Quel trompe l'oeil firmato da Bramante
La buona strada di Philippe Daverio. Sabato 22 Giugno 2013, <<Corriere della Sera>>
Donato Bramante, il principe degli architetti noto anche a chi non sa nulla di architettura, perché portò a compimento San Pietro a Roma e quindi una delle icone della storia dell'umanità, era umbro e s'era formato mezzo secolo prima in quel laboratorio inatteso della fantasia che fu la corte di Federico duca ad Urbino.
Lì il confronto, l'idealismo e le fantasie dei Laurana gli avevano dato il primo spunto per andare oltre gli schemi. Ma vero suo laboratorio fu l'impegno milanese al servizio di Ludovico il Moro nel ventennio che concluse il Quattrocento. E lo testimoniano le opere, quel primo trompe l'oeil dell'architettura che conclude l'abside di San Satiro, chiesa purtroppo trascurata dal turismo cittadino, che è invece uno dei capisaldi della storia del costruire e dell'illudere, e quindi del gusto.

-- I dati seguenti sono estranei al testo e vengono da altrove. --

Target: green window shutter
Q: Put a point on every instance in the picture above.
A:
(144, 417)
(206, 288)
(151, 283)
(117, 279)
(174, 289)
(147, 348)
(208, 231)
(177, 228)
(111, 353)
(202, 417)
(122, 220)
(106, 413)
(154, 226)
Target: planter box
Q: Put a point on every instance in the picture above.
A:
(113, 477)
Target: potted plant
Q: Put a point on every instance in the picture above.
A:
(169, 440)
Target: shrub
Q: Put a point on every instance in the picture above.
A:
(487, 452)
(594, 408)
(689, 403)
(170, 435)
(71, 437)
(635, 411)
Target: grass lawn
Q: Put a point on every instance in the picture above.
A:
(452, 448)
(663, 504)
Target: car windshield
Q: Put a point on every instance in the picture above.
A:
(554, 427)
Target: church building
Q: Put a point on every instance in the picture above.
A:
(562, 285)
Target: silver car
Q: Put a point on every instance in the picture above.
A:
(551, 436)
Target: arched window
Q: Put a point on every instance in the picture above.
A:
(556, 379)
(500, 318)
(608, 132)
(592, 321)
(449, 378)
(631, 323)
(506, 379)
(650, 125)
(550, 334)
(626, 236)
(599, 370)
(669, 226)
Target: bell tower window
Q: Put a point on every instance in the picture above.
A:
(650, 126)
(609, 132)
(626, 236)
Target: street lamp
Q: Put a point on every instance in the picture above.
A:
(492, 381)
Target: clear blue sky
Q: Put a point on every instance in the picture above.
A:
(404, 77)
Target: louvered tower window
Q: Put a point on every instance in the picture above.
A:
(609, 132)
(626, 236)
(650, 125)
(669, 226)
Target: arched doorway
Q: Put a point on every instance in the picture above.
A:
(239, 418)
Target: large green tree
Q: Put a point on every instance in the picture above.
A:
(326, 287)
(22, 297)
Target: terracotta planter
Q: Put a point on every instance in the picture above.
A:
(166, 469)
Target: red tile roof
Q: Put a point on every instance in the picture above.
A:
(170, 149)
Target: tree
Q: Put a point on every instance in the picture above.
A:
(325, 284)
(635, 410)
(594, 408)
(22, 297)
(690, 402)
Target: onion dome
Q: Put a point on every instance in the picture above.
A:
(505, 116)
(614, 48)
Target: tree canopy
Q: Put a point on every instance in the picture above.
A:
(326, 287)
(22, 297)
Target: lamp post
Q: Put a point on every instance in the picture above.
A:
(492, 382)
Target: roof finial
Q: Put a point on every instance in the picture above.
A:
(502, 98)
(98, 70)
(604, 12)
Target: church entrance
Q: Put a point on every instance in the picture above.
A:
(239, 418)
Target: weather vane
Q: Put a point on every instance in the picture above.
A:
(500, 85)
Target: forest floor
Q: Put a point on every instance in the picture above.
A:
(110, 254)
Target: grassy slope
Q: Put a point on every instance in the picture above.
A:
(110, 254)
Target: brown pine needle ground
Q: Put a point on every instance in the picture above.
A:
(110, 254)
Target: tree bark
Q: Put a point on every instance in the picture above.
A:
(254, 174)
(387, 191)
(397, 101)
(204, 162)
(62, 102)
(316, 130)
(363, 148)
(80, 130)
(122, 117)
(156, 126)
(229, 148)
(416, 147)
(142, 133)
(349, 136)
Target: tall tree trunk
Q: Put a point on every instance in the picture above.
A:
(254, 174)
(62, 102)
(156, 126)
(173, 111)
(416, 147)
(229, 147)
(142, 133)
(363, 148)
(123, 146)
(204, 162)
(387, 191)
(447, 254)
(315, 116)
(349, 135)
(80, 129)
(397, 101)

Poi l'esercizio nell'allargare e ridefinire i cortili cistercensi nel lato abbaziale di Sant'Ambrogio, quello ora incluso nell'Università Cattolica, infine il capolavoro supremo d'un Rinascimento non ancora concluso ma già ludico nella sua maniera, il «tamburone» del presbiterio di Santa Maria delle Grazie, quest'ultimo — come sempre il meglio dell'architettura — va ammirato prima dall'esterno, nel gioco di archi, cerchi e colonnine che va poi meditato all'interno, dove questi elementi si fanno rarefatti e mistici.